What Are the Different Business Valuation Methods?
The more than 33 million American small businesses stand as a testament to the entrepreneurial spirit in the national character. This spirit is often seen most clearly in urban areas. With higher population concentration, you get more people looking to start businesses.
Yet, even die-hard entrepreneurs eventually reach a point where they want to do something other than running the businesses they started. With 60-hour weeks a norm for many business owners, it’s hard to blame them.

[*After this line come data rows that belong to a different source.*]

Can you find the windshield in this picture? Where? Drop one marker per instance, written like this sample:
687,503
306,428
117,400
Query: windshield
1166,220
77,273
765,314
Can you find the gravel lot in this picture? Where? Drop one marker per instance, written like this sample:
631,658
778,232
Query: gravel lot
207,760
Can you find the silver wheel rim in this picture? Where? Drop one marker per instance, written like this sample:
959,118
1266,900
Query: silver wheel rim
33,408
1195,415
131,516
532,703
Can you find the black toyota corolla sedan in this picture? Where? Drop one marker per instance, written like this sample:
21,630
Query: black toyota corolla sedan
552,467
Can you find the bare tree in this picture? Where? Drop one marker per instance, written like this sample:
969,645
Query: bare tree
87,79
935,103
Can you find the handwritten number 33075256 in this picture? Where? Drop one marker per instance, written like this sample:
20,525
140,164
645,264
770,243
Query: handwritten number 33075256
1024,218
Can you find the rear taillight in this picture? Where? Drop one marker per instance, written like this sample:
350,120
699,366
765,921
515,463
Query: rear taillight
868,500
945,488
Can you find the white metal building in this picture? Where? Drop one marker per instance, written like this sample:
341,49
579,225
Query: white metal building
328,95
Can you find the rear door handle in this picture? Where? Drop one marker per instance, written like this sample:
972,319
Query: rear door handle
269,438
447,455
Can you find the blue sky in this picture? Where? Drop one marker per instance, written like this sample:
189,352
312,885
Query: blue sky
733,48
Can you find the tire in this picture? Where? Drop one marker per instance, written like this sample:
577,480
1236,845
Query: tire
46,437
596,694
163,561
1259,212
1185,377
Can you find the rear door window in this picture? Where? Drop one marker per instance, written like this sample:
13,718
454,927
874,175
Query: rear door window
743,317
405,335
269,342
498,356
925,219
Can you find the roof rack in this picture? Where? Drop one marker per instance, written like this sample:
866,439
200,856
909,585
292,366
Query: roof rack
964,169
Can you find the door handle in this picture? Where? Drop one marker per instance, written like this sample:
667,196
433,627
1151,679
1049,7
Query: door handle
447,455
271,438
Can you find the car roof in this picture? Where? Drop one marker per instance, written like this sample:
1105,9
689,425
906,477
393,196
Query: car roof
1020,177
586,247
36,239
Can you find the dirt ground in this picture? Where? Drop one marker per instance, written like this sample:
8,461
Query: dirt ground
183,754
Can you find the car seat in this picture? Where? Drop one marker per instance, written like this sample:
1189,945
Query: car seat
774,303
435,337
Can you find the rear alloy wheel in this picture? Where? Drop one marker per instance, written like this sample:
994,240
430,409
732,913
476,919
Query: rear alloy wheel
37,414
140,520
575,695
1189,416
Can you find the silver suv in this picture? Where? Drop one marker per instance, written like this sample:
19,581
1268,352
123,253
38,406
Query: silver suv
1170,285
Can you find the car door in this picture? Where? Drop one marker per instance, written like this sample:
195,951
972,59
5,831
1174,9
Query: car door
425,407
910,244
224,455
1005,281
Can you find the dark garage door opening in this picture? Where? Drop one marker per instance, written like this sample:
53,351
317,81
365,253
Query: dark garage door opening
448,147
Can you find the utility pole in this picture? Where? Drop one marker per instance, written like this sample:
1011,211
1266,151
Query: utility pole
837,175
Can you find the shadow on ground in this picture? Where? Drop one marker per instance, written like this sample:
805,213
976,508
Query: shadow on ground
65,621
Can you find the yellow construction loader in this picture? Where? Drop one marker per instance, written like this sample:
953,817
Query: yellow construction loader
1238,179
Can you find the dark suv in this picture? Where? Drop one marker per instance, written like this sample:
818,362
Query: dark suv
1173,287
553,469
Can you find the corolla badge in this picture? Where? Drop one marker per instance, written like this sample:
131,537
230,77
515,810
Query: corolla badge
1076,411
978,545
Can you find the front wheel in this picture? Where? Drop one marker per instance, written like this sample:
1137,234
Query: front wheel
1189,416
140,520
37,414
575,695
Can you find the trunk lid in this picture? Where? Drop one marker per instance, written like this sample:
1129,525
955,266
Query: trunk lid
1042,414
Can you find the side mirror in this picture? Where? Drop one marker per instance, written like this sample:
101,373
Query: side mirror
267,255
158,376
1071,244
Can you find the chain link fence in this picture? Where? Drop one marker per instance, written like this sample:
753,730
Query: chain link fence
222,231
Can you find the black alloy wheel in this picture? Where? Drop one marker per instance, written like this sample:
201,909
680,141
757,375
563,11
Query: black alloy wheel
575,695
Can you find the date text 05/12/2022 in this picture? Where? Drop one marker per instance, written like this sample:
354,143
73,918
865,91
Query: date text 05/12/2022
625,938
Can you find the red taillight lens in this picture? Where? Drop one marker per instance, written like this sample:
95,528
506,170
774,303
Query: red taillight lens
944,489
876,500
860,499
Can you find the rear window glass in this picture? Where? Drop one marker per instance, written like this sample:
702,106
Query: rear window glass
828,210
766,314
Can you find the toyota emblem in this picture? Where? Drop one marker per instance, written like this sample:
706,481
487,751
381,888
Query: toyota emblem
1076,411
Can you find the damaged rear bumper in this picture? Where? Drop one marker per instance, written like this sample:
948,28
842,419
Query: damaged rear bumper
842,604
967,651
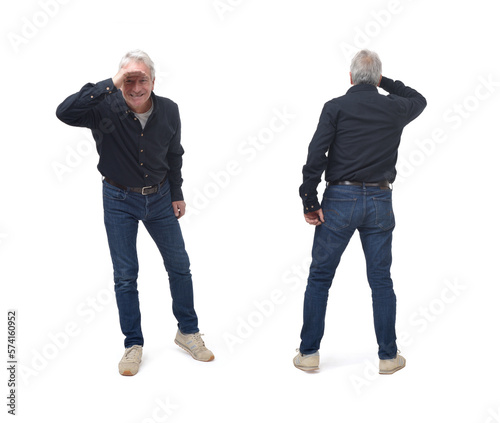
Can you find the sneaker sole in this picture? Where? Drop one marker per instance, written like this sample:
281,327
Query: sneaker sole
390,372
305,369
189,351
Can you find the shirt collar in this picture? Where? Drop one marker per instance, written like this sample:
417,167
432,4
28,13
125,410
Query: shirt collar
361,87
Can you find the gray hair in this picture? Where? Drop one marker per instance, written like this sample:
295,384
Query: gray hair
366,68
138,56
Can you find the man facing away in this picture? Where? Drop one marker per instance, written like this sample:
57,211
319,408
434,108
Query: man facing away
138,137
361,132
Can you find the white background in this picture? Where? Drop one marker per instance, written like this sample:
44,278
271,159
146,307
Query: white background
230,70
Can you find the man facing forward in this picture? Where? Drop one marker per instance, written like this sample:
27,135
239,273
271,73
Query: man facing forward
138,136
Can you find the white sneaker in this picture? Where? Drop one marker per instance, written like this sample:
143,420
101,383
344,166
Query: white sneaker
306,362
388,367
129,364
194,345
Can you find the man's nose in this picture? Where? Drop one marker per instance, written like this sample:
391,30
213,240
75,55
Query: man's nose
136,86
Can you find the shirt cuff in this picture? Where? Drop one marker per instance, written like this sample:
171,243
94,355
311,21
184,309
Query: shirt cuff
176,194
310,203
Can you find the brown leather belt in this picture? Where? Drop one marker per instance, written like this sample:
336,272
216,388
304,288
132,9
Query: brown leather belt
143,190
381,185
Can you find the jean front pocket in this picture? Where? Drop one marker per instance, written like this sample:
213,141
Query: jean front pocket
114,193
384,216
338,212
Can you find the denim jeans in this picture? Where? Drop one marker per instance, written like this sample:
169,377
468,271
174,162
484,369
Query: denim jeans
122,212
347,208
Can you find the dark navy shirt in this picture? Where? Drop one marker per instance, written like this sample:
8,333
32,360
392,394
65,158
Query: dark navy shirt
358,136
129,154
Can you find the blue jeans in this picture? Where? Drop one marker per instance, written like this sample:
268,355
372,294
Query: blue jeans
347,208
122,212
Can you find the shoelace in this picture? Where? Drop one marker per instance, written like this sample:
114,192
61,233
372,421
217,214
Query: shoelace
197,339
132,353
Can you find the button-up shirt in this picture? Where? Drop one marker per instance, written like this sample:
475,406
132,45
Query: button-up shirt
129,154
358,136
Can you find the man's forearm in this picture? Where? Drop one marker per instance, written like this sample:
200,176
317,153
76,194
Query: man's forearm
77,109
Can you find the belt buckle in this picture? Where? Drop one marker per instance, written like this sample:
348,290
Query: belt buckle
143,188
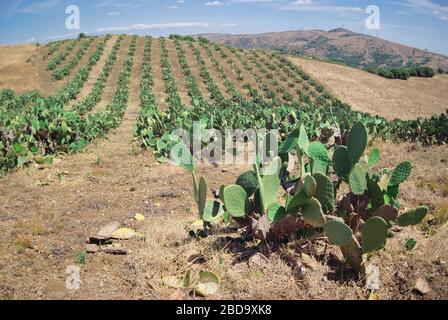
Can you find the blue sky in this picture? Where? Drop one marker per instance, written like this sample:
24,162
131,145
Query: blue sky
419,23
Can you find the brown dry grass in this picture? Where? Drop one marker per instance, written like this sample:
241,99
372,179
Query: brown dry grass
44,220
415,97
22,69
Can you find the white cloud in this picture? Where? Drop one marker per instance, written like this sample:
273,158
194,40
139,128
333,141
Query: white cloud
214,3
427,7
310,6
142,26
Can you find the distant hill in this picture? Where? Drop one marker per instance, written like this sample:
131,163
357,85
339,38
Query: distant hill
340,45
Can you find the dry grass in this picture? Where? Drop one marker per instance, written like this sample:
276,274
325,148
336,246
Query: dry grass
415,97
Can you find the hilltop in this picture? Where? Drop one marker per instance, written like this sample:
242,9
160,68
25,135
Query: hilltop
340,45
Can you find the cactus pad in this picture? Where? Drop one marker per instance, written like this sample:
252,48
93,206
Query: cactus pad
374,234
324,192
309,186
313,214
387,212
213,211
357,142
248,181
299,200
374,157
341,161
401,173
318,152
235,201
276,212
202,195
358,180
412,217
338,232
375,193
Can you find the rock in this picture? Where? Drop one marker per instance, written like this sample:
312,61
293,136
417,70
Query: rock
258,260
139,217
92,248
124,234
114,250
107,231
422,286
373,281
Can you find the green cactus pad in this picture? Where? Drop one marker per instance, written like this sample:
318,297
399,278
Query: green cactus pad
341,161
276,212
357,180
221,193
401,173
374,234
324,192
309,185
312,213
213,211
299,200
202,195
375,193
271,182
248,181
387,212
319,167
290,142
318,152
235,201
374,157
412,217
303,142
338,232
352,254
357,142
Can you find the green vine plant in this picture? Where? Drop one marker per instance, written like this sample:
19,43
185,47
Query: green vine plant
337,195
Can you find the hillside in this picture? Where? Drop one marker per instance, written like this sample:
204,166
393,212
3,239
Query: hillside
363,91
95,153
338,45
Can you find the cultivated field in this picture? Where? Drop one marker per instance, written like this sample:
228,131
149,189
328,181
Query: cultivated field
95,151
416,97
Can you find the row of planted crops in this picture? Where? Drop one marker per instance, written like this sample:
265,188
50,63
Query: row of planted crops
34,127
284,98
281,96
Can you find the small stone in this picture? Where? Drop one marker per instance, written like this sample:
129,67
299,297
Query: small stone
422,286
258,260
107,231
373,277
92,248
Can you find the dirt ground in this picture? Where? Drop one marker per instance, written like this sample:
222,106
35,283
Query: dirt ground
415,97
23,69
48,211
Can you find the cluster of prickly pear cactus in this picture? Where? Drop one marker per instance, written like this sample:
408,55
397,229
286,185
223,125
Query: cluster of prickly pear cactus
359,222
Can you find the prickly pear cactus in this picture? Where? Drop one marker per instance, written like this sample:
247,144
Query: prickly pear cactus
401,173
235,201
412,217
248,181
341,161
202,196
338,232
357,142
313,214
358,180
324,192
374,234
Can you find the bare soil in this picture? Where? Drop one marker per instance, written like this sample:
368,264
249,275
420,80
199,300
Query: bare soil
48,211
415,97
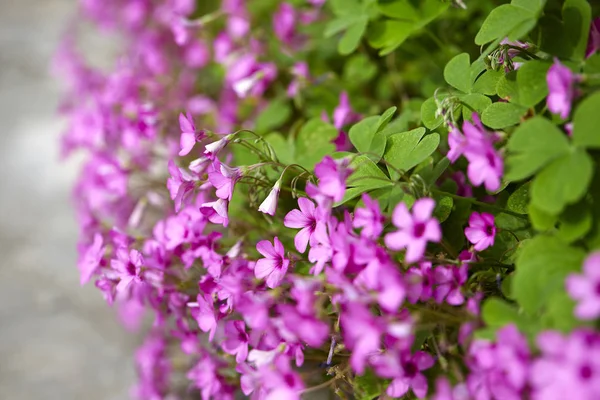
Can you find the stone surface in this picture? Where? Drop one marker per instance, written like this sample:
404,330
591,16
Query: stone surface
57,339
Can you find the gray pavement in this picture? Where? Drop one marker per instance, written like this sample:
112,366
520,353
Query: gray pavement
57,339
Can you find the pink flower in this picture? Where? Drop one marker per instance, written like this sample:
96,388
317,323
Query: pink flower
568,367
204,313
594,38
561,89
180,185
481,230
284,23
216,211
449,282
499,370
274,265
269,205
236,340
306,219
405,369
212,149
415,230
420,282
90,260
188,133
128,266
485,165
223,178
369,218
586,288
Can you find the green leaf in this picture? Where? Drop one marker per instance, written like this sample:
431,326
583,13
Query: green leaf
341,24
541,268
314,142
519,200
389,34
428,111
345,7
497,313
531,81
592,69
352,37
501,115
385,118
399,10
358,70
487,82
391,196
559,313
443,208
366,174
457,72
476,102
541,220
564,181
283,147
575,222
577,16
501,21
507,87
586,122
533,6
273,116
532,145
407,149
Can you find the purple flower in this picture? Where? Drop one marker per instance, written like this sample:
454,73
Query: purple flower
420,282
284,23
405,369
203,312
216,211
561,89
223,178
300,73
362,334
236,340
586,288
568,367
212,149
485,165
481,230
449,282
369,218
274,265
305,327
499,370
128,266
91,259
269,205
306,219
594,38
414,230
188,133
180,185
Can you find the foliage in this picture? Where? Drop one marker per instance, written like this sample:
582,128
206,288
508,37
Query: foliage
389,192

If you sell, you’ll need a business valuation. Let’s look at some of the common business valuation methods.
Business Valuation Uses
The most obvious reason that someone gets a business valuation is for the purpose of getting a target price range for when they sell the business. That is not, however, the only reason for getting a valuation. Other common reasons include:
- Tax purposes
- Divorces
- Mergers
A business owner might even want one as a sanity check before they take out a major loan.
Business Valuation Basic Procedure
Before agreeing to a valuation, it’s helpful if you understand the function of and procedure for a business valuation. The main function of valuations are for the seller or a buyer to get at least a semi-objective sense of the raw value of a given business.
The procedure for a valuation is relatively straightforward. It has five general steps.
1. Scope Determination
The scope determination step is mostly about getting clear on what exactly the valuation company is there to set a value for. For example, are they doing a valuation for the whole business, a subsidiary, or something else?
As a general rule, this also involves assigning a value date. Since values can change over time, the company must pin the value to a specific time in the past.
2. Producing Documents
The next major step in the process is for the business to produce all the relevant documents. The valuation service will provide specifics about what documents it requires, although those may vary based on the types of business involved.
3. Analysis
The valuation service will then conduct an initial analysis using one of the common valuation methods. See below for more about methods.
4. Management Discussion
Following the initial analysis, the valuation service may request a follow-up discussion with management. These discussions usually seek additional clarification or information that the service couldn’t glean from the documentation.
5. Final Report
Following the management discussion, if it happens at all, the valuation service will then issue a final report. This report will contain the business’s value based on the service’s analysis.
The speed of this process can vary tremendously based on factors like business size, industry, and exactly how complex your business finances are at the time of the valuation.
Now, let’s look at some specific valuation methods.
Book Value
If there is a quick and dirty version of business valuation methods, the book value method is it. This approach starts by looking at all of the assets that are on your business balance sheet. Then they add up the total value of those assets.
Next, they look at all the liabilities on your balance sheets. Then, big shocker, they add up the total value of those.
Finally, they subtract the sum of the liabilities from the total asset value. Whatever is left is the business’s value.
Given the ease of manipulating asset and liability numbers on a balance sheet, this method isn’t a particularly reliable one. It’s best used as a ballpark figure.
Liquidation Value
The liquidation value method shares some features with book value method, in that both deal with assets and liabilities. The liquidation valuation makes a calculation about what would remain if you sell off all of the business assets and settle up for all of the liabilities. The business value is whatever is left over.
Discounted Cash Flow
The discounted cash flow method is often viewed as one of the better valuation approaches. This approach essentially attempts to project future earnings from a business.
If that sounds like a complicated problem, it is. The valuation company must make a substantial number of informed assumptions about everything from the business itself to economic conditions, social conditions, and even what will happen with the environment.
Given these assumptions and weighing the risks involved with a given industry or a particular kind of business, the valuation service will apply a discount rate to these future earnings. Those calculations, including the discount, let them estimate the current value of the business.
Market Value
The market value method typically takes one of two main forms. In the more basic form, the valuation company finds the stock price at a given time, such as the most recent tax day, and multiplies that price by the total stock shares for the business.
The more complicated market approach seeks to find the business’s relative value. This typically involves an in-depth comparison with a similar business or company. For example, they’d look for a company in the same industry, of about the same size, and ideally providing a very similar set of products or services.
It’s important to understand that all of these approaches have limitations.
Tips
You should discuss the pros and cons of the approach your valuation service will take before you agree. In fact, it’s generally for the best if you get at least two or, even better, three valuations using different valuation methods. If multiple valuations all put the value of your business in the same general area, it’s probably a reasonable price to ask.
Business Valuation Methods and You
When you do finally decide that it’s time to hand up your current entrepreneur’s hat and sell, you need a starting point for your asking price. The business valuation methods above can provide you with that starting point.
Just remember that these valuation methods are, by nature, imperfect. They’re often constrained either by time or by unavoidable assumptions of future conditions.